Es la Mezquita un templo moro mucho más reducido que nuestras ermitas de aldea, bajo de techo, de cúpula enana, blanqueado todo él por fuera y por dentro, con una cal limpia y brillante. A uno de los lados de la puerta está el babuchero en donde cuando yo llegué, vi un candil de barro, pintado de verde y sin asa, y en medio de la Mezquita, descansa en el suelo el cuerpo del santón. Sobre su sepultura se levanta, o por mejor decir se levantaba, porque ya, según mis noticias, se ha destruido todo, una especie de jaula de madera, tosca, pero caprichosamente labrada; yo no sé si como un relicario o como un sepulcro. Abríanse en la tierra o argamasa extendida sobre la huesa varias hendiduras, que servían en otro tiempo para humedecer todos los viernes con agua de fuente el consumido polvo del bien aventurado mahometano, y de los palos de la jaula-sepulcro pendía multitud innumerable de hilachas que habían arrancado de sus turbantes o chilabas para colgarlas allí a guisa de ofrenda, los moros fanáticos y supersticiosos. Las paredes interiores y exteriores de la Mezquita estaban llenas de inscripciones en alabanza de Dios y del profeta, trazadas groseramente con lápiz o carbón, y entre las cuales sólo encontré una que por su estilo casi bíblico mereciese ser copiada. Decía así: Señor, en los peligros de la espada tú eres mi espada.

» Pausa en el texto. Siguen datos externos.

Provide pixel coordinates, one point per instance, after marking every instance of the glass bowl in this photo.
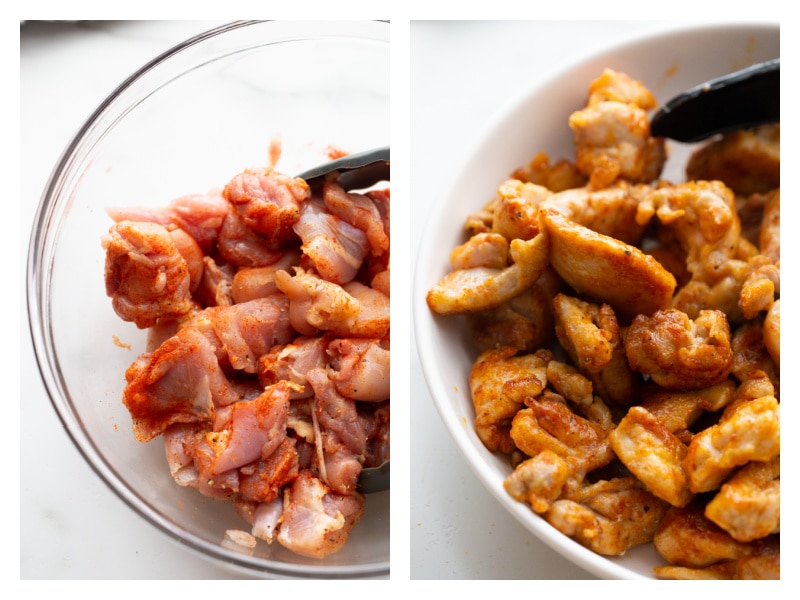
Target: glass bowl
(187, 122)
(533, 120)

Después de haber visto la Mezquita, dirigí mis pasos hacia el Serrallo, derruido edificio que se distingue no muy lejos, sobre una altura pelada de árboles y escasa de yerba. Registré, pues, estas curiosas ruinas, hollando por todas partes montones de escombros, subiendo y bajando escaleras desquiciadas y oscuras, que conducían a estrados sin techo, sin puertas ni ventanas, por donde el viento pasaba a su antojo. Todavía se conservan en algunas paredes ennegrecidas por el tiempo, labores que recuerdan las de la Alhambra, y un ancho patio, con elegantes arcos de herradura, en cuyo centro se alza un pozo, de forma primitiva, como vemos aún en algunas láminas del Antiguo Testamento.

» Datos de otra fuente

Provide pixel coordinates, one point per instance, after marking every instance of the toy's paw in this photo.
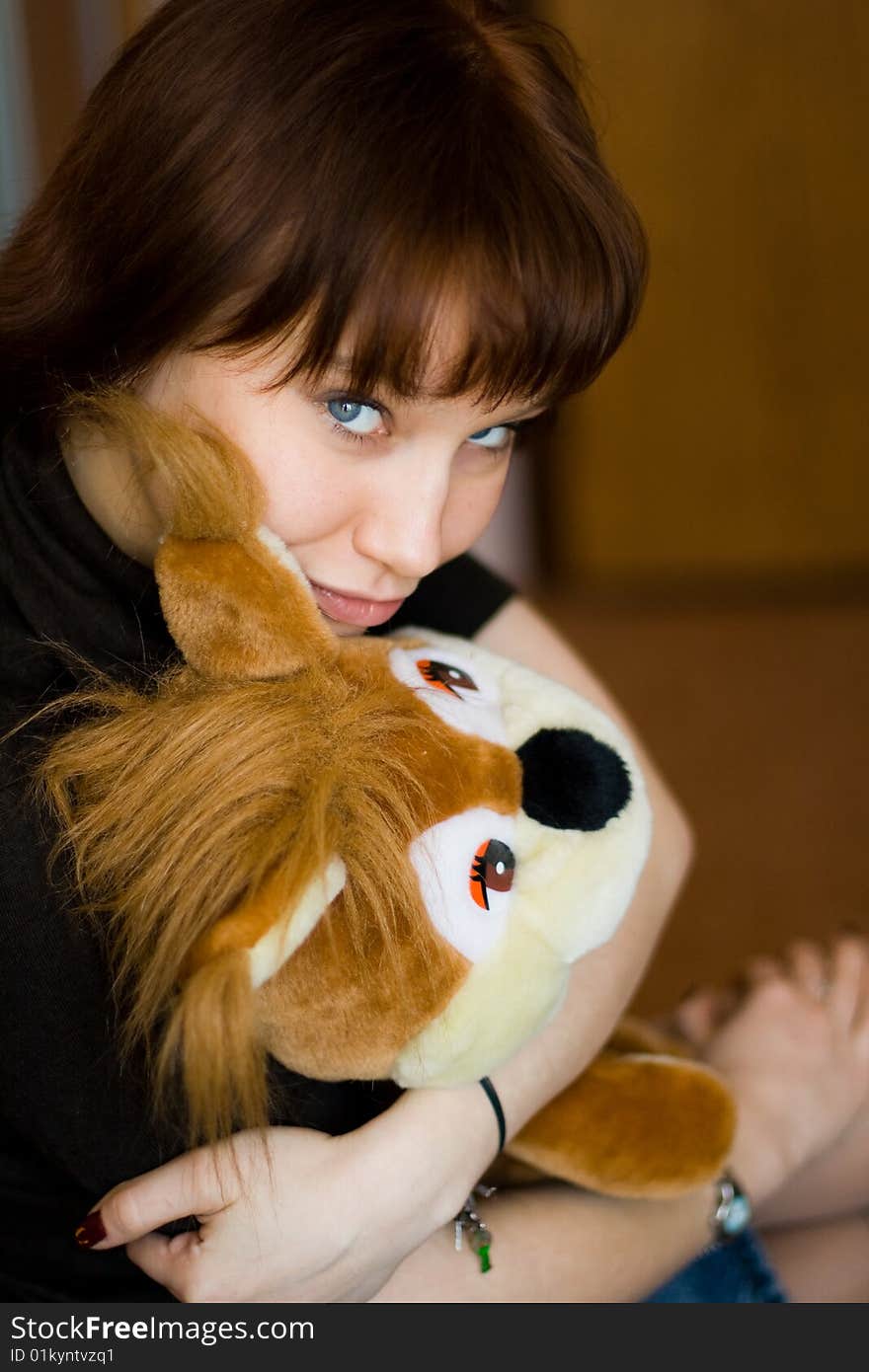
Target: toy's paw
(633, 1125)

El Serrallo fue edificado, según una tradición de Ceuta, en 1795, para residencia de Muley-Ismael, emperador de Marruecos y enemigo declarado de los cristianos, durante el formidable cerco que por aquellos años puso a la ciudad española, tal vez, para hacer olvidar entré los suyos sus usurpaciones y crueldades. Desde la cuadrada torre de este aniquilado palacio, aspillerado con sacos de tierra para defensa de nuestros soldados, y donde flotaba la castellana enseña, divisábase a larga distancia, sobre un cerro escabroso y casi inaccesible, un rústico edificio medio oculto entre matorrales conocido con el nombre de Casa del renegado, y que es el vivo recuerdo de un poema de melancolía y resignación.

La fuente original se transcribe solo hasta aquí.